The context in which this conversation was held (as part of an election media conference, to which media were welcome) makes some legal bloggers question whether this meeting could be considered private. Steven Price is so confident of this that his blog openly publishes a link to a leaked copy of the recording.
John Key laid a complaint about the incident with the New Zealand Police. The Police said that making the recording may have been an offence under the Crimes Act. They began contacting 3 News, Radio New Zealand, TVNZ and The Herald on Sunday requesting unpublished information be handed over. Media outlets were informed that police would seek a search warrant.
Ambrose applied for a High Court declaration that the recording was not private and could therefore be published, but the judge declined to rule, saying that it would not be appropriate to make such a declaration in advance of a police investigation.
In March 2012 the police announced that they had issued Ambrose with a warning but would not be prosecuting as there was not sufficient public interest in the matter going to court. They said that their opinion was that the conversation was private and that the recording was at least reckless and probably was intentional. Ambrose wrote a letter to John Banks and John Key saying that the recording was not intentional, and expressing regret that he had released the tape to the Herald on Sunday. The police said that this letter was a factor in the decision not to press charges. Ambrose's lawyer said that he believed that no criminal offence had been committed, and that if the police had a strong case they would have proceeded.
Ambrose later asked for an apology from the Prime Minister, but it never came.
John Banks won the Epsom electorate vote for ACT with a margin of 2,261 over the National Party candidate. However, ACT gained only 1.07 percent of the party vote, meaning the party was only awarded one seat, filled by Banks.
Political experts including Joe Atkinson and Jon Johannson credit the Tea tape scandal for the re-entry of Winston Peters and his New Zealand First party into Parliament. New Zealand First was ousted at the 2008 general election because it failed to reach the 5% party vote threshold.
The tape was leaked on 26 January 2012. The leak forced Key to change his phone number, which was audible on the tape.
In September 2012, the china used in the incident was put up for auction.

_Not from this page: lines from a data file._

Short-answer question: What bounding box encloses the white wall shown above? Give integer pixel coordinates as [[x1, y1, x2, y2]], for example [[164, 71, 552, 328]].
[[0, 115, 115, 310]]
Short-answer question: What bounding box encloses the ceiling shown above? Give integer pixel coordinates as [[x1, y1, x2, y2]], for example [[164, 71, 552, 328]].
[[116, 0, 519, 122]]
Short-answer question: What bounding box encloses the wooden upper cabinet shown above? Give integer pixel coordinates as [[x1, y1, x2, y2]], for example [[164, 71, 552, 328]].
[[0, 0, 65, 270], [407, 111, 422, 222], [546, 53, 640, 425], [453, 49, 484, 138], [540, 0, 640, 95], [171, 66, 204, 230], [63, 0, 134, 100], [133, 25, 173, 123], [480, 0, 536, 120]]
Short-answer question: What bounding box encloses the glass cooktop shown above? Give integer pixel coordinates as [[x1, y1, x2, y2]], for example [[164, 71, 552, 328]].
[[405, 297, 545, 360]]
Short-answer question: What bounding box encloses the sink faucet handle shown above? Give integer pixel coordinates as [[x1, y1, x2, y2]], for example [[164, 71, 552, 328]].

A Massey University study released in November 2012 suggested newspaper coverage was favourable towards National and John Key. In the month leading up to the election, the big four newspapers in New Zealand – The New Zealand Herald, the Herald on Sunday, the Dominion Post and the Sunday Star-Times – printed 72 percent more photos of Key than his opponent, Phil Goff, and devoted twice as many column inches of text coverage. This changed however, after the tea tape scandal, after which no positive images of Key were printed.
More than three years after the initial scandal, cameraman Bradley Ambrose sued John Key for $1.25M, claiming three separate acts of defamation in the days and week following the recording being made. Documents filed for Key's defence stated that the comments were his true and honest opinion.
The defamation case was settled out of court in March 2016. The settlement amount remains confidential. John Key now accepts that Ambrose did not act deliberately or otherwise behave improperly.